Medication Concordance

I’ve been doing some work concerned with patient concordance with medication in UK General Practice and have just completed a quick trawl through the literature.

I knew that patient concordance was not good, but what I see is truly worrying with data showing that  only about 40% are still taking the prescribed medication after 3 month across a range of treatments which one would expect to be long-term if not life long where poor concordance has serious sequelia.

People drop out at all stages of the process and while not all of the dropouts are easily visible to healthcare professionals much of it would be apparent from patient’s failure to request/collect repeat scripts or in the pharmacy where medicines dispensed go uncollected.

IT systems in both GP and pharmacy can easily identify these non-concordant patients but these does not seem to happen as much as might be expected, maybe in part at least because of the work involved in addressing the problem and the patchy success of attempts to do so reported in the literature.

The long-term cost of poor concordance in financial terms and in terms of morbidity and mortality is considerable and focused efforts at improving concordance should have a strong economic case. However, we see a problem here that inhibits many potentially quality improvements in the NHS namely that demonstrable cost savings don’t occur either in the budgets or timeframes that matter to those designing and delivering services. With the prospect of it doubling the drugs bill savings year hence or in someone else’s budget are not very alluring to commissioners.

Will things be different in the new world of GP Consortia? Maybe GPs commissioners  will be better placed to look at whole system costs, but I doubt they will welcome short-term cost hikes for long-term savings. Solving this problem, which affects not just medicines but a whole raft of technological innovations and non-technological service redesign, requires a new approach difficult to imagine in a cash-limited age of austerity. In the case of medicine maybe the industry can help with pricing approaches that reduce short-term cost in return for a share in long-term savings, but implementing such new approaches in the context of UK pharmaceutical price regulation is probably beyond the scope and ability of GP Consortia.

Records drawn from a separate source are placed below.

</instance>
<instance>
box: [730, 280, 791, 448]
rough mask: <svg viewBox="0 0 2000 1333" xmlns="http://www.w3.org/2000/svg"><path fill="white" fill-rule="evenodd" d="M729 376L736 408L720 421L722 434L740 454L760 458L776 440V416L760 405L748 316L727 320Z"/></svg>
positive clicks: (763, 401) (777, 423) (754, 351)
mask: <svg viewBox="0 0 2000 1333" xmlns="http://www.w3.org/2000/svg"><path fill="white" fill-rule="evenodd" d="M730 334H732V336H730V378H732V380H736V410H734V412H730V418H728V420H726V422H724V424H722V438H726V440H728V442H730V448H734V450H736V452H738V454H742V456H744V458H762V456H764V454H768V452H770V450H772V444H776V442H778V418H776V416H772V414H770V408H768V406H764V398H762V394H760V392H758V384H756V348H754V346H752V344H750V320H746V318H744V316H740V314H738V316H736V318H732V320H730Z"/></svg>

Existing IT systems in GP and pharmacy can help us identify non-concordance and we have evidence to inform interventions more likely to be effective. The Electronic Prescribing Service missed the opportunity to provide dispensing feedback to GP, but could be easily updated to do so and the Internet and mobile –devices offer new low-cost approaches to gain concordance. However, unless we create an environment that creates incentives to act I doubt we will make much progress.